In attendance were a number of officials, staff and individuals who are involved with the county’s Human Trafficking Task Force, including Megan Rheinschild, director of the Victim-Witness Assistance Program in the District Attorney’s Office; Chief Deputy District Attorneys Cynthia Gresser, Mag Nicola and John Savrnoch; and two Santa Barbara police captains.

Also participating were Kielle Horton, board president of the Junior League of Santa Barbara, which has been a driving force behind the new S.A.F.E. House, a six-bed therapeutic rehabilitative shelter for young sex trafficking survivors in Santa Barbara; Gregg Hart, a Santa Barbara city councilman and newly elected Santa Barbara County supervisor; Rolf Geyling, president of the Santa Barbara Rescue Mission; and Noozhawk publisher Bill Macfadyen, a longtime supporter of Pedal the Pacific.

“Unlike other crime victims … human trafficking victims don’t feel like victims,” Dudley told the attendees. “Many of them think their life is just fine … because they got used to some terribly distorted version of what life is.”

Each Pedal the Pacific member shared her passion for the fight against sex trafficking.

Lexie France, a Fayetteville, Ark., native who is studying kinesiology at the University of Arkansas, shared how she got involved in the Pedal the Pacific ride.

“Whenever someone gets rescued from sex trafficking, it’s only the beginning because they have so much taken from them,” she said. “There’s a whole new battlefield once they have been physically taken away from a trafficker.

“That’s what made me want to fight for it.”

Pedal the Pacific wasted no time in raising the public’s awareness and engaging the Santa Barbara community.

At Hart’s invitation, the team spoke at Tuesday’s Santa Barbara City Council meeting during public comment, and was invited to breakfast at the Santa Barbara Club, where they were promptly asked to address the Rotary Club of Santa Barbara Sunrise.
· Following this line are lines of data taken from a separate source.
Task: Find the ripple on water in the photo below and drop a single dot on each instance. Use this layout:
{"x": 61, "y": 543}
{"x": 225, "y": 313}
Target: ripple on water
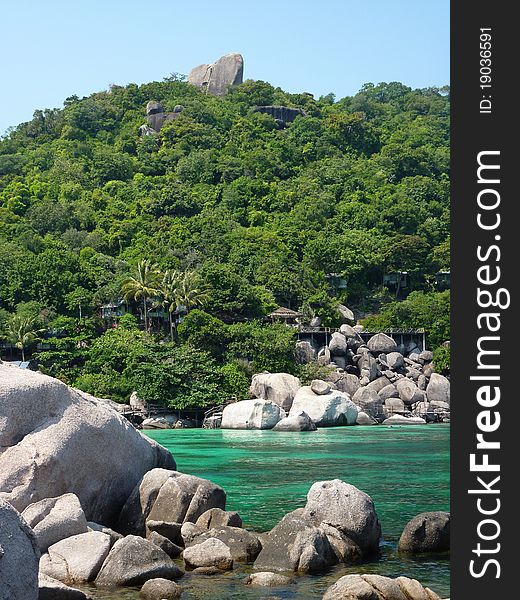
{"x": 266, "y": 474}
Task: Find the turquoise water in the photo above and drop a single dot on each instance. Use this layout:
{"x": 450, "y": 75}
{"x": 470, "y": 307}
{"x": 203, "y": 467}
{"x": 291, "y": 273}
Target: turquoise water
{"x": 267, "y": 474}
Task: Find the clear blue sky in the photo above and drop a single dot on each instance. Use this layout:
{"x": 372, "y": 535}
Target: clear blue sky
{"x": 52, "y": 49}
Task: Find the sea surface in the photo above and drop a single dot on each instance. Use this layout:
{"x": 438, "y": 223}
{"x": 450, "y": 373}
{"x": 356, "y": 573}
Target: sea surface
{"x": 267, "y": 474}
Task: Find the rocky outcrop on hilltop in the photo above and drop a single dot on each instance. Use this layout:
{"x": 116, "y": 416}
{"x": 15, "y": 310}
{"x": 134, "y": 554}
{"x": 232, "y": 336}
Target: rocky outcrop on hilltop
{"x": 216, "y": 78}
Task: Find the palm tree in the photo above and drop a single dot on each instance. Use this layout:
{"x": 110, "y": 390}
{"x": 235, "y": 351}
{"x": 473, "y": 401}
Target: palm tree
{"x": 192, "y": 290}
{"x": 22, "y": 331}
{"x": 168, "y": 293}
{"x": 143, "y": 286}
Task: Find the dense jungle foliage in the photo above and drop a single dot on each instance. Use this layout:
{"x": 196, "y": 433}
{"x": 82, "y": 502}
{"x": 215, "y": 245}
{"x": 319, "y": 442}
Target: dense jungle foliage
{"x": 263, "y": 216}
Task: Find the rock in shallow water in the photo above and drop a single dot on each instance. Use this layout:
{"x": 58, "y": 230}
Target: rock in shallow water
{"x": 171, "y": 497}
{"x": 53, "y": 436}
{"x": 427, "y": 532}
{"x": 19, "y": 554}
{"x": 55, "y": 519}
{"x": 132, "y": 561}
{"x": 377, "y": 587}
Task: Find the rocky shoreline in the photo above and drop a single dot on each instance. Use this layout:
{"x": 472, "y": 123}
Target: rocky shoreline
{"x": 131, "y": 519}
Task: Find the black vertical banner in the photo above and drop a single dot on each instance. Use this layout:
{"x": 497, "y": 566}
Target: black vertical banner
{"x": 485, "y": 245}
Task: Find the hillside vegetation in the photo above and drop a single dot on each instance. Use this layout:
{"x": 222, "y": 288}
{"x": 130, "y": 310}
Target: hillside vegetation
{"x": 262, "y": 216}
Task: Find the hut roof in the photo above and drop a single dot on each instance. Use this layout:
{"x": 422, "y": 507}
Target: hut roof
{"x": 285, "y": 313}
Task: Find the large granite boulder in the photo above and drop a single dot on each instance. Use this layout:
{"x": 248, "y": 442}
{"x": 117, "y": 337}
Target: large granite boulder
{"x": 76, "y": 559}
{"x": 278, "y": 388}
{"x": 281, "y": 114}
{"x": 325, "y": 410}
{"x": 338, "y": 524}
{"x": 216, "y": 78}
{"x": 346, "y": 508}
{"x": 427, "y": 532}
{"x": 212, "y": 552}
{"x": 55, "y": 519}
{"x": 377, "y": 587}
{"x": 296, "y": 422}
{"x": 171, "y": 497}
{"x": 52, "y": 589}
{"x": 404, "y": 420}
{"x": 160, "y": 589}
{"x": 368, "y": 400}
{"x": 296, "y": 545}
{"x": 243, "y": 545}
{"x": 132, "y": 561}
{"x": 19, "y": 555}
{"x": 216, "y": 517}
{"x": 338, "y": 344}
{"x": 305, "y": 352}
{"x": 56, "y": 440}
{"x": 438, "y": 388}
{"x": 251, "y": 414}
{"x": 380, "y": 342}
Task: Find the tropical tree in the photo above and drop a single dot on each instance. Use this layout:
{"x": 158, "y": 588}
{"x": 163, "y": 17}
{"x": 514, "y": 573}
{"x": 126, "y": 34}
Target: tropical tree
{"x": 168, "y": 296}
{"x": 23, "y": 331}
{"x": 143, "y": 286}
{"x": 191, "y": 290}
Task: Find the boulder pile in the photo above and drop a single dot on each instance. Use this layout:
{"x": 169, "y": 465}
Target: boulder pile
{"x": 370, "y": 382}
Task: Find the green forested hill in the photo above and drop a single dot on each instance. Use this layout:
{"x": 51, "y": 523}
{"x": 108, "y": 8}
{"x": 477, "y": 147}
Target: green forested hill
{"x": 356, "y": 188}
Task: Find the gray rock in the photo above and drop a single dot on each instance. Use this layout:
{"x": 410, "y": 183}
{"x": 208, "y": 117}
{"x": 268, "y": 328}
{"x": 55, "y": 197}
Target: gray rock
{"x": 278, "y": 388}
{"x": 52, "y": 589}
{"x": 378, "y": 384}
{"x": 171, "y": 497}
{"x": 216, "y": 517}
{"x": 327, "y": 410}
{"x": 171, "y": 531}
{"x": 377, "y": 587}
{"x": 190, "y": 531}
{"x": 320, "y": 387}
{"x": 57, "y": 440}
{"x": 305, "y": 353}
{"x": 365, "y": 419}
{"x": 296, "y": 545}
{"x": 369, "y": 402}
{"x": 19, "y": 555}
{"x": 251, "y": 414}
{"x": 282, "y": 114}
{"x": 55, "y": 519}
{"x": 438, "y": 388}
{"x": 346, "y": 313}
{"x": 166, "y": 545}
{"x": 114, "y": 536}
{"x": 427, "y": 532}
{"x": 338, "y": 344}
{"x": 296, "y": 422}
{"x": 389, "y": 391}
{"x": 268, "y": 579}
{"x": 76, "y": 559}
{"x": 160, "y": 589}
{"x": 216, "y": 78}
{"x": 394, "y": 405}
{"x": 395, "y": 361}
{"x": 346, "y": 508}
{"x": 346, "y": 382}
{"x": 212, "y": 552}
{"x": 132, "y": 561}
{"x": 380, "y": 342}
{"x": 426, "y": 356}
{"x": 243, "y": 545}
{"x": 153, "y": 108}
{"x": 409, "y": 392}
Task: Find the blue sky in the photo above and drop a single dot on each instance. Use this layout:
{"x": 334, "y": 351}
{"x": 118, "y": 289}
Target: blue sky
{"x": 52, "y": 49}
The Rotarians passed a rider’s Pedal the Pacific hat around the room and quickly collected nearly $600 in donations for their cause.

In addition to France and Warner, the cycling team includes Harli Bruno, Mattie Carranza, Kelly Coles, Audrey Fleenor, Isabel Mayne, Savannah Nauewelaers, Emma Orlando Lizzie Sammons and Gabi Siewczynski. All are students or recent graduates of the Universities of Alabama, Arkansas and Texas, as well as Oklahoma State University.

The group rode their bikes 40-50 miles each day in teams of three, with two riders trailing in a Ford pickup truck. They mostly camped their way through Washington, Oregon and Northern California, but were often hosted overnight once they hit San Francisco.

In Santa Barbara, the team was scattered among seven host families, including Dudley’s. Hazard’s Cyclesport kept the team’s bikes, with owner Bruce Davis and his staff providing tuneups during their two-night stay in town.

The squad was hosted at Goa Taco for one dinner, and a picnic was held for the team and its hosts at Impact HUB with catering provided by Los Arroyos around the corner.